IRAs are a popular and widely used tax benefit. Yet, they are fraught with tax traps and complicated transfer rules, making the unaware subject to unexpected and potentially high taxes and penalties. Here are some things to be aware of when you inherit an IRA from a deceased loved one.
- The title of inherited IRAs should remain in the name of the deceased, with the name and Social Security number of the beneficiary added to it. This procedure is typically used when the beneficiary is a nonspouse. A sample title would be:
Alfred Washington, deceased (date of death, December 14, 2016), for benefit of Barbara Curtis (Soc. Sec. # 987-65-4321) beneficiary.
Changing the name of the deceased’s IRA other than as described above in point #1 is considered a taxable distribution for the entire value of the IRA.
- Rollovers of an IRA from a deceased owner can only be made to a spouse. They cannot be made to anyone else. The surviving spouse can either transfer it to his/her own IRA or change the name of the deceased’s account to her name and that would constitute a rollover. If it is rolled over to the surviving spouse’s IRA, then it is treated as if it was always the surviving spouse’s account and the surviving spouse’s RMD rules apply. If the surviving spouse adds her name as described above in point #1 for a non-spouse she must take required minimum distributions (RMD) the same as a non-spouse (see point #3 below).
- A rollover by a non-spouse is considered a distribution to him and the entire value of the IRA would be taxable.
- An inherited IRA can be disclaimed by the designated beneficiary. This is a strategy to have the IRA pass to contingent beneficiaries and bypass the designated beneficiary.

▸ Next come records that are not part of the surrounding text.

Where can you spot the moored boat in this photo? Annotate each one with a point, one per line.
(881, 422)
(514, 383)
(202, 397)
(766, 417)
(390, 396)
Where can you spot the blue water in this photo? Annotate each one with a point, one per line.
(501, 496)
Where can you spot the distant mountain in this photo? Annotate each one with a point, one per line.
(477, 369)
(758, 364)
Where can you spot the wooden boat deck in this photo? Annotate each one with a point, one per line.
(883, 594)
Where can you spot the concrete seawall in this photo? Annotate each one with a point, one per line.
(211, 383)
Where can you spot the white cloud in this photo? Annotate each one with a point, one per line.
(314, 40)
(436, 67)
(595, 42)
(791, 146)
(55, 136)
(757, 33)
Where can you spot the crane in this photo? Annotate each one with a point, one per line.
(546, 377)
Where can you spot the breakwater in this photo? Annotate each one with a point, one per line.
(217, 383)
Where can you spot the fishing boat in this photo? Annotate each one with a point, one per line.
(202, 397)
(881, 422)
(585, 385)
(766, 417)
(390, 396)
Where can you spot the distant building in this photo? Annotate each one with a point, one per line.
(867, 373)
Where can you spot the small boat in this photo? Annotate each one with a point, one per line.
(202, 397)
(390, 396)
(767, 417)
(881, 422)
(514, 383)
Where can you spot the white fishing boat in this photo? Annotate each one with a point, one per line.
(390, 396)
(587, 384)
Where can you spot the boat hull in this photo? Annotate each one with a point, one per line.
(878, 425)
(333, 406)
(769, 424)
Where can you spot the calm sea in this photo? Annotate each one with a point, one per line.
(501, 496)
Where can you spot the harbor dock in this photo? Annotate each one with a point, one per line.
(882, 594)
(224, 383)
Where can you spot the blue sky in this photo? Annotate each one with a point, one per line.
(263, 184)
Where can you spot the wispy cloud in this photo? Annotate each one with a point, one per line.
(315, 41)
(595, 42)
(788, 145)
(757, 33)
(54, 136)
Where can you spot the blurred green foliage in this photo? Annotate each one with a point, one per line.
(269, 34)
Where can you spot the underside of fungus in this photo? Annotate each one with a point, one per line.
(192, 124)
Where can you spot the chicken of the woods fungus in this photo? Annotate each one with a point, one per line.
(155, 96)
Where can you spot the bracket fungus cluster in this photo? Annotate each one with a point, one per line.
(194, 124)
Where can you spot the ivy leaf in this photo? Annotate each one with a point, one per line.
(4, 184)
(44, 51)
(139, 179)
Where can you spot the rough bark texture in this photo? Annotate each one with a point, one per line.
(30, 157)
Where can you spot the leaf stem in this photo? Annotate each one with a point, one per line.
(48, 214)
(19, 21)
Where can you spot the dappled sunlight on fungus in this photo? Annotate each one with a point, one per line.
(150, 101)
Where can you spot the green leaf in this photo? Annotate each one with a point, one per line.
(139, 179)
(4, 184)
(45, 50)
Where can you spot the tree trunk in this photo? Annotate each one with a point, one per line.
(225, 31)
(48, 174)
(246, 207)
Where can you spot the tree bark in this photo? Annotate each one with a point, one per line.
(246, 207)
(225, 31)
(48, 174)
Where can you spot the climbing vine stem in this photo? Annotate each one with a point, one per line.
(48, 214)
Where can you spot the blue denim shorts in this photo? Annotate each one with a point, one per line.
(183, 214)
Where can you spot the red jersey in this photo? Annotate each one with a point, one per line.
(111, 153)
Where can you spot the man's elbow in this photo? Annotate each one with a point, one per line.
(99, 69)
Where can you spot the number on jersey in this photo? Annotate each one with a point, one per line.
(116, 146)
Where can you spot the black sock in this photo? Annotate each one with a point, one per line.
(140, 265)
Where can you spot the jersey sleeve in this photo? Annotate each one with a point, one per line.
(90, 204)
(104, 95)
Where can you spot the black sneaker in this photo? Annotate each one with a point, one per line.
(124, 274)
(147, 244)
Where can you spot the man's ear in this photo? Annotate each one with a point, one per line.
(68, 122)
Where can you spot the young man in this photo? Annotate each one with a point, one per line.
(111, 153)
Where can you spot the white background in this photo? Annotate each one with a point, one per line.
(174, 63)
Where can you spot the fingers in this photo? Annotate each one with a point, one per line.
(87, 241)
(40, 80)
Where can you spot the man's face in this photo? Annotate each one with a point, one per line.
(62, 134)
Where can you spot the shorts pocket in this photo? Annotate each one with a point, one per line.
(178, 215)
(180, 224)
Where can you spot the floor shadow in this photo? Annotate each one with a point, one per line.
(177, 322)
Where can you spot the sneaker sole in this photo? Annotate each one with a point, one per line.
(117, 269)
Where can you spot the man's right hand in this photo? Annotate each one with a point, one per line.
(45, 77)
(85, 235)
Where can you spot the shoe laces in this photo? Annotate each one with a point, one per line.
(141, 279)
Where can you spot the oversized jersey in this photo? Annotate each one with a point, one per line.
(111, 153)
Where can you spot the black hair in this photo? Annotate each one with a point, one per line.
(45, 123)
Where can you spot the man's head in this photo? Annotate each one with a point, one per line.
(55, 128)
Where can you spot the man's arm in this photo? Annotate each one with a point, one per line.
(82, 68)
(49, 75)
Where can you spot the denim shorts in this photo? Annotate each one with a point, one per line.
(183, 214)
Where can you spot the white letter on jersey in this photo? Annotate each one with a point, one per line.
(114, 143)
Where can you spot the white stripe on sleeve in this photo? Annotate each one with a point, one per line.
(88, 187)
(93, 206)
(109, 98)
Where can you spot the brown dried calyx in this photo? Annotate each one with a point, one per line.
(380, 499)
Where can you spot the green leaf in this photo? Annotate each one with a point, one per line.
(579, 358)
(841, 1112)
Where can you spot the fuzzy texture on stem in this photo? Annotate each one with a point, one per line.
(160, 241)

For this to be done, there has to be no changes in the account title or distributions beforehand. One reason to do a disclaimer is to pass the IRA to a younger beneficiary, permitting a longer distribution period because of his/her longer life expectancy. Disclaimers are extremely technical and need professional guidance.
- Once it is decided who inherits the IRA, distributions will need to be made. There are different ways of calculating the RMD depending upon whether the owner died before or after his required beginning date (April 1 of the year following the year the owner attained age 70 ½). In either event, the distributions must start by the end of the year following the year of death. And in both situations, the age of the beneficiary in the year following the death determines the RMD. If the beneficiary is older than the deceased, different rules can apply.
- If there are multiple beneficiaries, the life expectancy of the oldest beneficiary is used to determine the RMD for all beneficiaries. They have until September 30 of the year following the year of death to determine who the designated beneficiaries are…and then until December 31 of that year to split the inherited IRA into portions for each designated beneficiary. They could then each use his/her own life expectancy for the RMD. Be careful to change the title correctly (see point #1 above).
- If one of the beneficiaries is a charity and/or the estate and the IRA is not divided, then there is deemed to be no life expectancy and the distributions must be taken either in full within five years after the death if the owner died before their required beginning date, or based on the owner’s life expectancy if the death was after the required beginning date. The best way to handle this is to make a full distribution to the charity and/or estate by September 30 in the year following the year of death. Note that while the estate can be a beneficiary, it would be wrong and terrible, since it would all be taxable.
- There are no withdrawal limits. While there are RMD amounts, distributions are permitted in any amount greater than this up to and including the entire IRA account balance. Excess distributions in one year do not offset RMDs in later years. Each year must have distributions of the full RMD amount.
- All beneficiaries, except charities, are taxed on the distributions they receive. A strategy for IRA owners that want to leave funds to a charity is for them to have the charity receive it directly from the IRA rather than from other assets. Note that there is no step up on basis for IRAs as there are for capital assets.
- IRAs are included with a decedent’s assets are can be subject to estate tax. To the extent there is an estate tax paid by the estate, the beneficiaries would be entitled to an income tax deduction (on Schedule A and not subject to the 2 percent limitation) for the portion of the federal estate tax that was attributed to that year’s taxable income reported by them.
- If the owner died and did not take his RMD in that year, the beneficiaries must take it before the end of the year, or by April 1 of the next year if applicable. If this is not possible then it must be taken as soon as possible thereafter. This withdrawal is taxable as income to recipient but not subject to estate tax. If the withdrawal were not taken, it would be included in the IRA and subject to estate tax.
The above are some of the complex tax rules for what should be a simple process. A caution is that it is advisable to consult with a financial professional familiar with taxation of inherited IRA accounts.